Training camp is over, the roster has been cut to 53 and the regular season opener in New England is rapidly approaching.
It’s an exciting time for the Eagles.
Before we get into the first game week of the 2023 NFL season, let’s clean out the notebook with some interesting nuggets:
Welcome, Albert O
The Eagles made a trade on cut-down day, acquiring tight end Albert Okwuegbunam (Oak-woo-aye-boo-nom) from the Broncos for a 2025 late-round pick swap.
Okwuegbunam said the Broncos were honest and transparent with him throughout the trade process. The Broncos told him they were moving on but that there was a chance he could be traded before officially being waived. And that’s what happened.
“It’s a fresh start, you know what I mean?” Okwuegbunam said. “I’m really excited about the opportunity. I’m going to come in here and work my butt off.”
The Broncos drafted Okwuegbunam in the fourth round back in 2020 but his career never really took off. He clearly has freakish physical traits but it’s worth noting that Broncos new head coach and noted offensive mind Sean Payton decided to move on from Albert O. But Okwuegbunam finished off his Broncos career with a bang.
In the preseason finale — a 41-0 win over the Rams — Okwuegbunam caught 7 passes for 109 yards and a touchdown.
“Going into that game, it was a really big game for me,” he said. “The position I was in, in Denver, just to prove myself going into that fourth year with them. I went out there, had a big game and I was really proud of myself for that. Ultimately, that led to me being here.”
During his career, Okwuegbunam has been known as a pass-catching tight end who isn’t going to give you much as a blocker. He understands that label but thinks he has “definitely” improved as a blocker.
And after playing exactly zero special teams snaps in his first three years in the NFL, Okwuegbunam played five snaps on special teams this summer and said he thinks he can add to his game.
But it’s clear the pass-catching upside is why the Eagles brought Albert O to town. He’s going to be in the playbook for the next week and might be inactive to start the season. But eventually, maybe we’ll see why the Eagles were so eager to add him.
Trusting Kenny G
One of the most intriguing storylines heading into the 2023 season is how the running back rotation will be split up. The Eagles added Rashaad Penny in free agency and traded for D’Andre Swift during the draft.
But don’t forget about Kenny Gainwell. Because the one thing we’ve learned about Gainwell over the last year is that Nick Sirianni trusts him in key situations.
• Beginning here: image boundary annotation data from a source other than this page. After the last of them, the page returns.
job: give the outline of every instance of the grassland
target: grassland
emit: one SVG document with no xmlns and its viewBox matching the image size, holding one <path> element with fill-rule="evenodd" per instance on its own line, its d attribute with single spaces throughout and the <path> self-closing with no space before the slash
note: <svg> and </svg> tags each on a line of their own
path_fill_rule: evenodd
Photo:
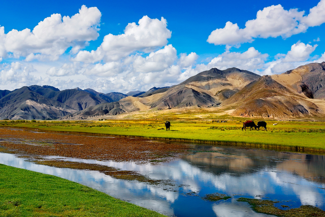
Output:
<svg viewBox="0 0 325 217">
<path fill-rule="evenodd" d="M 1 216 L 163 216 L 90 188 L 0 164 Z"/>
<path fill-rule="evenodd" d="M 325 153 L 325 122 L 269 121 L 268 131 L 242 131 L 242 120 L 171 121 L 171 131 L 155 119 L 82 121 L 3 121 L 0 127 L 109 135 L 216 145 Z M 257 120 L 255 120 L 257 122 Z M 273 124 L 277 123 L 277 125 Z"/>
</svg>

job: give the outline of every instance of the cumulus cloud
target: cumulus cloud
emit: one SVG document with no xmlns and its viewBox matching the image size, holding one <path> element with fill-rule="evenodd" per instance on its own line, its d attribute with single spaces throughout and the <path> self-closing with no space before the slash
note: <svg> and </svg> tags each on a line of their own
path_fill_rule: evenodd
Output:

When the 2-minute or 4-minute offense is on the field, Gainwell is on the field.
“They’re trusting me to know what I have to do, know the down and distance, know where you gotta get to on the field,” Gainwell said. “Know that it’s 4 minutes, stay in bounds — 2 minutes, get out of bounds to save time. They’re trusting me on that and I’m taking advantage of it.”
When asked about that situational work, Gainwell said he gets to show his football character. Those moments are for smart players and he considers himself to be a smart player.
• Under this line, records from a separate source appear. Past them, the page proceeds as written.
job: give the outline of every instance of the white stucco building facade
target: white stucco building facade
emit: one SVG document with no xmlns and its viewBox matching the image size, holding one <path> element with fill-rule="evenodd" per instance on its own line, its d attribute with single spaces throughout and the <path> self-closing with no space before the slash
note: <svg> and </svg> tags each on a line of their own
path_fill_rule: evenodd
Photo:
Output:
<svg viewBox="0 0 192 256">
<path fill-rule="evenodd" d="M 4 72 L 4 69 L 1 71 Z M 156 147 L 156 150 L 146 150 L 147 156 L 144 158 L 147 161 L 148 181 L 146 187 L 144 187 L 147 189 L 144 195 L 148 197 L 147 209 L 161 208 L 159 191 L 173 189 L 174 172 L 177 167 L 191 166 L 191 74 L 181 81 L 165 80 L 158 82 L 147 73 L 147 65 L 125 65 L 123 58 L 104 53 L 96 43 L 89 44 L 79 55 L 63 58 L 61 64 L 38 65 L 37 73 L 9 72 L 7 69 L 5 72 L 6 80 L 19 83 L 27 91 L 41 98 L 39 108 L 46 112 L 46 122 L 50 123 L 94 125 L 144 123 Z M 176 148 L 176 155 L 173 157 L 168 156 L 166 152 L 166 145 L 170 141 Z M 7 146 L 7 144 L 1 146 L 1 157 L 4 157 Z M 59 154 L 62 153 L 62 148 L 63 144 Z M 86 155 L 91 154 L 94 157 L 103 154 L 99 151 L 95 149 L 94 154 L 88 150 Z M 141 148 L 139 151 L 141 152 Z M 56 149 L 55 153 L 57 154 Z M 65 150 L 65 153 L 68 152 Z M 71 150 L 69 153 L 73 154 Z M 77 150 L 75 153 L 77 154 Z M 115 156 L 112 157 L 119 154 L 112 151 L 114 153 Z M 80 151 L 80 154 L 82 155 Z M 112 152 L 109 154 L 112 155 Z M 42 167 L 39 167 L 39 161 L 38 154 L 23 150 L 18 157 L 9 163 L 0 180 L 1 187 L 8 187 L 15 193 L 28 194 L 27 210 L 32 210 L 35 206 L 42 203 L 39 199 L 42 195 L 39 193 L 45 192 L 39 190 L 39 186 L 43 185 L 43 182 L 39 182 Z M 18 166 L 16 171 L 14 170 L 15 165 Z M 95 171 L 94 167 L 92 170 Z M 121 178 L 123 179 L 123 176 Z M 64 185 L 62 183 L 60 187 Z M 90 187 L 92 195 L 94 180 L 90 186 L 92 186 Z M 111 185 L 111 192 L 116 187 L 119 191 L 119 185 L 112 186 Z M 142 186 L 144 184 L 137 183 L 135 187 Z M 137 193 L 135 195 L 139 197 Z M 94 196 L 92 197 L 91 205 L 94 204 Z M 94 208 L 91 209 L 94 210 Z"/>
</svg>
It’s a role he really enjoys.
“Oh man, we can win games with that role,” Gainwell said. “It comes down to those big plays. Big plays happen in those small times. Nobody else realizes that, that they happen in. I’m just taking advantage of it.”
The difference in Jordan Davis
What’s the biggest difference for Jordan Davis as he prepares to enter Year 2 of his NFL career.
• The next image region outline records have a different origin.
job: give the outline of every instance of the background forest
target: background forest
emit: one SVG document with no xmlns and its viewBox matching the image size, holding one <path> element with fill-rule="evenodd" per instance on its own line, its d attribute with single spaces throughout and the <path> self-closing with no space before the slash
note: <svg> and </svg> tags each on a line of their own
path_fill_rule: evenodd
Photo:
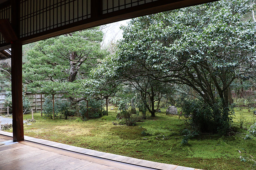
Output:
<svg viewBox="0 0 256 170">
<path fill-rule="evenodd" d="M 134 18 L 106 45 L 108 26 L 24 46 L 24 108 L 26 93 L 48 96 L 25 134 L 201 169 L 256 169 L 255 8 L 222 0 Z M 0 63 L 0 89 L 11 108 L 9 62 Z"/>
</svg>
“I would say hand placement has been something that I’ve really been working on,” Davis answered. “Something that I’ve really honed in on, especially in the Browns-Indy week. Just making sure that I see on my film, my hands be slipping. But at the end of the day, hand placement and just driving back, knock back, solves about 95% of the problems.”
Hand placement is something that Eagles’ defensive line coach Tracy Rocker always stresses. And it’s something Davis has been working on a ton.
Davis said the two guys he studies most when it comes to hand placement are Aaron Donald and Chris Jones, two of the best defensive tackles in the NFL.
“That’s like the main two guys that stuck out,” he said. “Not saying that they’re 100% all the time but when they are, you can really feel it.”
Reliving the glory days
During wide receiver drills, Eagles offensive coordinator Brian Johnson is one of the guys who throws passes. Johnson, 36, was once the starting quarterback at Utah about 15 years ago. And he was really good. You might even remember Johnson from the cover of NCAA Football 10.
“I think he’s just trying to relive in the past a little bit, playing quarterback,” A.J. Brown said jokingly. “He enjoys throwing us the ball, talking to us.”
But then Brown realized what Johnson gets out of watching those drills from the perspective of the quarterback.
“And also, I do think he’s probably gauging, what are we doing in the moment,” Brown said. “How well a person does this and does that. And so he’s probably coming up with a game plan in his mind. So I think that’s probably smart of him.”